At the SNMMI (Society of Nuclear Medicine & Molecular Imaging) 2020 Virtual Annual Meeting, two incredible medical imaging innovations were presented for the very first time. One demonstrated a PET/MRI approach to locate the exact locations of chronic pain in a patient, and the other was a new full-body scanner that can visualize the entire systemic burden of inflammatory arthritis.
Sandip Biswal, one of the project’s researchers, explained:
In the past few decades, we have confirmed that anatomic-based imaging approaches, such as conventional MRI, are unhelpful in identifying chronic pain generators. We know that 18F-FDG PET has the ability to accurately evaluate increased glucose metabolism that arises from acute or chronic pain generators. As such, in our study, we examined PET/MRI as a potential solution to determine the exact molecular underpinnings of one’s pain.
The PET/MRI Approach
The study, led by Stanford University School of Medicine researchers, recruited 65 subjects with chronic pain and conducted a full-body PET/MRI scan. 18F-FDG tracers were utilized to find particular locations in the tissue that had high levels of glucose. The technology effectively pinpointed the specific area of pain in 58 participants.

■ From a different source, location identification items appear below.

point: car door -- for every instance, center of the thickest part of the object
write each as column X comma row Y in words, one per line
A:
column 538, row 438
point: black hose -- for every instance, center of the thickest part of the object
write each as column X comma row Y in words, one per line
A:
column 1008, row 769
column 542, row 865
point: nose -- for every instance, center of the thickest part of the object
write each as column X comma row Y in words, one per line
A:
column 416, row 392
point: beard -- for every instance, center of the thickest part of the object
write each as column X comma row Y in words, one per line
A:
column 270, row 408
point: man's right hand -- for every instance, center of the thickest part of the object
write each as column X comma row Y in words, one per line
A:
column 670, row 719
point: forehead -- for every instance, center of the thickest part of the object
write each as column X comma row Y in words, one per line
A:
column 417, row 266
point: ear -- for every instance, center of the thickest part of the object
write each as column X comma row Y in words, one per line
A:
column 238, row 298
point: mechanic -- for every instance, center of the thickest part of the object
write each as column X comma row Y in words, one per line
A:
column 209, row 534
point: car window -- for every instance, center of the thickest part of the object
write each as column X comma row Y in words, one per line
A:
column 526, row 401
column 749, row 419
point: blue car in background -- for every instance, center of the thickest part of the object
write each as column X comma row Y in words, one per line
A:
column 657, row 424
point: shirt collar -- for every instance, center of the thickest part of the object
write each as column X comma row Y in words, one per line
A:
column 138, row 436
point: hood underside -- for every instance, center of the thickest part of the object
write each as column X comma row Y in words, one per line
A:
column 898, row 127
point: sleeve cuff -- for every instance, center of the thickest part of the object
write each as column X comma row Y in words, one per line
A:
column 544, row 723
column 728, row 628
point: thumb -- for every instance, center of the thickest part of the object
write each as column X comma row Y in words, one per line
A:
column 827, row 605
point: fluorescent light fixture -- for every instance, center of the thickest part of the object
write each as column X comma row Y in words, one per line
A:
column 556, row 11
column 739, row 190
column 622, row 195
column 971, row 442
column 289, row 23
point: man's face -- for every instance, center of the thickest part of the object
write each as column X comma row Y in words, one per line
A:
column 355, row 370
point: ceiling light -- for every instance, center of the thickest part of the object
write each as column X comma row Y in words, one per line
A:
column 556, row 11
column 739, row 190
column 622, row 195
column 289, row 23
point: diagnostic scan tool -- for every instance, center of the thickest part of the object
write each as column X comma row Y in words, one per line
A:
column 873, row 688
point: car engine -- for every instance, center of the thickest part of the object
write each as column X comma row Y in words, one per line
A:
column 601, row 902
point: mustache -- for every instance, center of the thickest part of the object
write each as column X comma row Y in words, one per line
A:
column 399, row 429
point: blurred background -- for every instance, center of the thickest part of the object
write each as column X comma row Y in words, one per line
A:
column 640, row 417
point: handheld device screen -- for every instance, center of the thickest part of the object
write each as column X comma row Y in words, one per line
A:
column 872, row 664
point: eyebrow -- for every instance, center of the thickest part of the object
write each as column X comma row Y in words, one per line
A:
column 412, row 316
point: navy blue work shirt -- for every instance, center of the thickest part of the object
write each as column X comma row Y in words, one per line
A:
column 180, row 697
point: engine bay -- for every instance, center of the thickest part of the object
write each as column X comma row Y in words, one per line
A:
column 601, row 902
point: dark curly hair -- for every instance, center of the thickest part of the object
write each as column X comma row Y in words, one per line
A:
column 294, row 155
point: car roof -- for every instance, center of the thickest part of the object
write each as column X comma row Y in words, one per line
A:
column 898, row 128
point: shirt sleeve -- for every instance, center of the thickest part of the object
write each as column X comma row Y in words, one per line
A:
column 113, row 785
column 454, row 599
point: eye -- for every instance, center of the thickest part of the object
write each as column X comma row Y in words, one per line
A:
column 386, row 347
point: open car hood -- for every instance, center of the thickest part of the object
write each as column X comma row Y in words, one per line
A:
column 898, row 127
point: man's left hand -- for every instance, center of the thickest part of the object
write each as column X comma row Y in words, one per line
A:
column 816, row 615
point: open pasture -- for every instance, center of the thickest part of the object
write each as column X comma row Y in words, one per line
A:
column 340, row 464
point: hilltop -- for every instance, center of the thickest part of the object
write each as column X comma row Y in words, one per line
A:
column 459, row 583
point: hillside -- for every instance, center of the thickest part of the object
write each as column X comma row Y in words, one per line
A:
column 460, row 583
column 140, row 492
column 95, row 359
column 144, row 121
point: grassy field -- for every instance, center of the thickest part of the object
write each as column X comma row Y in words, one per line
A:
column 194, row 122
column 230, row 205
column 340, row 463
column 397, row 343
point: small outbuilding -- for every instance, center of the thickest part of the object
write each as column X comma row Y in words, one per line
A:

One of the participants had decades of chronic neck pain that was unresolved after several treatments until this clinical trial. The scan found the specific location with high FDG uptake, allowing the surgeon to investigate the spot. The doctor found that the source of the chronic pain was from numerous tiny arteries constricting a nerve. The patient then underwent a surgical procedure, called lysis, and reported significant relief to the chronic pain.

Biswal added:
The results of this study show that better outcomes are possible for those suffering from chronic pain. This clinical molecular imaging approach is addressing a tremendous unmet clinical need, and I am hopeful that this work will lay the groundwork for the birth of a new subspecialty in nuclear medicine and radiology.
The Full-Body Scanner
For the other study, researchers used a newly developed full-body imaging technology called uEXPLORER, to investigate the systemic effect of arthritis across all organs and joints simultaneously. uEXPLORER combines computed tomography (CT) and positron emission tomography (PET) to offer high-resolution full-body images with less radioactive tracers.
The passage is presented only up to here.